Un soir d'orage sur la voie ferrée Paris-Cherbourg |
A la suite des douze suicides survenus pendant les trois jours de la Pentecôte, la S.N.C.F. met l'accent sur la perturbation du trafic engendrée par les gestes de ces désespérés. J'ai lu ça et là, que la S.N.C.F. déplorait que 30 000 kilomètres de voies ne disposent pas de grillages interdisant l'accès aux rails.
Ne vous leurrez pas, ce ne sont pas les personnes que l'on cherche à protéger, c'est le résultat d'exploitation qui en prend un coup à chaque fois qu'il faut supporter des frais liés à l'immobilisation des trains.

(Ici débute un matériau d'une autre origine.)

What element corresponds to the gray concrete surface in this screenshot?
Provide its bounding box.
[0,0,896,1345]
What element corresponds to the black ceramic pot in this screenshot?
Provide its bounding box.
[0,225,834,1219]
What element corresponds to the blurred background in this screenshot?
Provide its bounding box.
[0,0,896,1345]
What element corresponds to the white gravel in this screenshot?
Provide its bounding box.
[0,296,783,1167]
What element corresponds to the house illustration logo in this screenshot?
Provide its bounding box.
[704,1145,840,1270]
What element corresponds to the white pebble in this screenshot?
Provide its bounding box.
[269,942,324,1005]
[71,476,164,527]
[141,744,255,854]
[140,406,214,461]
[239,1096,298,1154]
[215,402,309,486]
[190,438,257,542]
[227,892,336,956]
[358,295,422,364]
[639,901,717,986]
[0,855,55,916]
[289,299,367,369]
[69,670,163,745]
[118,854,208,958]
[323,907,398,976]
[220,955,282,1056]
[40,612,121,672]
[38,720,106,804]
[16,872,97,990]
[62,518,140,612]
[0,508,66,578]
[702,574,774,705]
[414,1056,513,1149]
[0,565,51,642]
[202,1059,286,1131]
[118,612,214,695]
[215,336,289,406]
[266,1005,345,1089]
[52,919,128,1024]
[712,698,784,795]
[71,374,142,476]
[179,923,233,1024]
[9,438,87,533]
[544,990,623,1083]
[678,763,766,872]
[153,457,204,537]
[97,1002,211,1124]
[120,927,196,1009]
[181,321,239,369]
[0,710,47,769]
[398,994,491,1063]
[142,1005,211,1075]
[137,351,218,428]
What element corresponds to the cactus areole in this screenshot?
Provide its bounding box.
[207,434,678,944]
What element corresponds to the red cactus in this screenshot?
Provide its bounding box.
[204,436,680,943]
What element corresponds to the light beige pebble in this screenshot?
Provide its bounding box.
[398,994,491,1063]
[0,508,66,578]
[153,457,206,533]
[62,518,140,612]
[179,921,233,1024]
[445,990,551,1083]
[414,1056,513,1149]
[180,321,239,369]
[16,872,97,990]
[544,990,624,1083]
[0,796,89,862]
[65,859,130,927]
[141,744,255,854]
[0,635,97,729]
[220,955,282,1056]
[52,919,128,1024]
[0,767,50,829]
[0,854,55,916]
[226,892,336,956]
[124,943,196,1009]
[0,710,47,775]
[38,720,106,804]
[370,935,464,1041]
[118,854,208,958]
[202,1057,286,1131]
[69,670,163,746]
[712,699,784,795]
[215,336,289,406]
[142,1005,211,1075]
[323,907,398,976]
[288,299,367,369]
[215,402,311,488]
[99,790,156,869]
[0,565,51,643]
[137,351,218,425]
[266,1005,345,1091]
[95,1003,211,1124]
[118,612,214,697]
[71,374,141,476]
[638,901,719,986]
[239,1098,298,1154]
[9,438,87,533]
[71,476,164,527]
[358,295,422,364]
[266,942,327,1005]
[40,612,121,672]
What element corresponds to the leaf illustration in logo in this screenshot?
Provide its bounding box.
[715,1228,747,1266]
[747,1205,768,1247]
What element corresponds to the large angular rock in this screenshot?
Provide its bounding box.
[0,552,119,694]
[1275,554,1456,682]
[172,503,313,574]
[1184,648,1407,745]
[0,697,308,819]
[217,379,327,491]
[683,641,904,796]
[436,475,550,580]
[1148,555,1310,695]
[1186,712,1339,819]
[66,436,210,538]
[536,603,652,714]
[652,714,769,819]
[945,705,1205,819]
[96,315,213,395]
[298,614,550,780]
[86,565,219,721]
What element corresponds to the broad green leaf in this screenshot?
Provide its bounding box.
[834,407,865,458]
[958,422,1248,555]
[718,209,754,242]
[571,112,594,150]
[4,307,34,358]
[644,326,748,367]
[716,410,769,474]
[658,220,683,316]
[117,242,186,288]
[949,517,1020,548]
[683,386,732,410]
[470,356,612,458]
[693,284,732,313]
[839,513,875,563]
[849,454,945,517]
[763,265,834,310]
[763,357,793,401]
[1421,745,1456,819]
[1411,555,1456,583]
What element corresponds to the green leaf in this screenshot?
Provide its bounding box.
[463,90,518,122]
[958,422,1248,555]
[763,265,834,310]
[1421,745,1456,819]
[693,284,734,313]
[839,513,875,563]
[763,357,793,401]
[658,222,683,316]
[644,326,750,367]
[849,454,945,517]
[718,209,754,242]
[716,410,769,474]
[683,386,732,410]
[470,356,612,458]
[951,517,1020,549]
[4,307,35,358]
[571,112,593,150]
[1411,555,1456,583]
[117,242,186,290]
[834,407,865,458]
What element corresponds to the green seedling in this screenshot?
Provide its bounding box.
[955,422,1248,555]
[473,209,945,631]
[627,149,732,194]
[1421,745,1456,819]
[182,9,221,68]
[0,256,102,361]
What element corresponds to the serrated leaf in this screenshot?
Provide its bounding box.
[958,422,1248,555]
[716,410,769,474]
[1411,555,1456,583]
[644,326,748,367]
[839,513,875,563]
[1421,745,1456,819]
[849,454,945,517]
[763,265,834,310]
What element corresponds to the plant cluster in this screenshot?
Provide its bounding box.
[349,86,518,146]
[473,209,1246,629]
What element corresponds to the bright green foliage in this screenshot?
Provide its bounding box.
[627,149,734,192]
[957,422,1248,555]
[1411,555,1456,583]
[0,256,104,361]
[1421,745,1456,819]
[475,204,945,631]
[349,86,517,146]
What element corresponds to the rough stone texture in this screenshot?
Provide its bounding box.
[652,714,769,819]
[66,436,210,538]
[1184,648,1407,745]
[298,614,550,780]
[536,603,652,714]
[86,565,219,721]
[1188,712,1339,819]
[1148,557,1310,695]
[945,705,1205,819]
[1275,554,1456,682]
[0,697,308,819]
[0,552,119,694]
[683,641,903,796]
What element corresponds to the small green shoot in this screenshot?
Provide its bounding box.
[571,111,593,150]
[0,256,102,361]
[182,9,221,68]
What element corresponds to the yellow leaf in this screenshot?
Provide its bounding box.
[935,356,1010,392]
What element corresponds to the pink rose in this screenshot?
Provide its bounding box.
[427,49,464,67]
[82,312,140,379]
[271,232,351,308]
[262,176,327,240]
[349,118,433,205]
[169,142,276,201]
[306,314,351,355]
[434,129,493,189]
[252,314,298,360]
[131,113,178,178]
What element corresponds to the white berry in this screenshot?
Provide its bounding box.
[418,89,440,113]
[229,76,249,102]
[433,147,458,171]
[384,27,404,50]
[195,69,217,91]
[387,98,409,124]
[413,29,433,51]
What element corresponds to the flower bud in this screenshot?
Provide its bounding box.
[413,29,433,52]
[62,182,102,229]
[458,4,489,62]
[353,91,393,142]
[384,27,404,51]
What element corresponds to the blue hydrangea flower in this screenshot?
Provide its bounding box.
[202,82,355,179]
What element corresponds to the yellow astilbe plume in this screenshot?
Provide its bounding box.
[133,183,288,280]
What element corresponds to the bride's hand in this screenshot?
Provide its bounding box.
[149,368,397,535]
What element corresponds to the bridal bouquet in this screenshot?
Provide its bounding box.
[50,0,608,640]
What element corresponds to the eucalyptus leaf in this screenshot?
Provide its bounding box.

Mettre des grillages entravera la circulation des animaux sauvages, qui seront alors piégés entre les différentes voies crées par l'homme, mais n'empêchera pas la mort de ceux qui sont déterminés. Les propriétés sont fermées et protégées et ça n'empêche pas les cambriolages.
Selon les psychiatres, le suicide sur les voies ferrées ou dans un autre lieu public,aurait pour objet d'interpeller la société sur son indifférence et rendre son désespoir visible au plus grand nombre.
Au lieu de parler pour ne rien dire, ces experts, officiellement chargés de la santé mentale, devraient avoir pour mission d'alerter le gouvernement sur le désespoir en tant que problème majeur de santé publique.
Lorsqu'on envisage de mourir, on ne pense pas à faire de la publicité, on se jette sous le train parce qu'il n'y a pas de risque de rester handicapé, c'est efficace et immédiat. Pour le comprendre, il suffit de se mettre à la place de quelqu'un qui pense à en finir avec la vie. Le moyen est choisi en fonction de son résultat.
Chaque année, environ 200 000 tentatives de suicide, approximativement 12 000 morts, sans compter les accidents qui n'en sont pas vraiment. La France est l'un des pays où on se suicide le plus et dans lequel il est illusoire de chercher de l'aide. C'est lié au fonctionnement d'une société qui ne valorise que ce qui rapporte et ignore que l'humanité, ce n'est pas une masse salariale ou un volume d'impôts, mais des êtres avec une histoire qui méritent tous l'attention.
Il y a un an, à quelques centaines de mètres de la route sur laquelle je passe tous les jours, une femme s'est suicidée dans sa maison. Son corps décomposé a été trouvé en février dernier après que le maire a demandé l'ouverture de la maison, restée fermée pendant 7 mois. On peut facilement imaginer l'isolement dans lequel se trouvait cette personne, vivant dans un village de 160 habitants qui sont censés tous se connaître. Il est vrai que, comme beaucoup de villages normands, il est gangréné par les résidences secondaires fermées à longueur d'hivers.
Ce n'est malheureusement pas un fait divers isolé. Alors on peut toujours lancer des campagnes tonitruantes pour montrer que l'on va faire quelque chose, tant que les gens seront égoïstes et seulement préoccupés par leurs avoirs, les suicidés seront toujours plus nombreux et pas seulement sur les voies ferrées.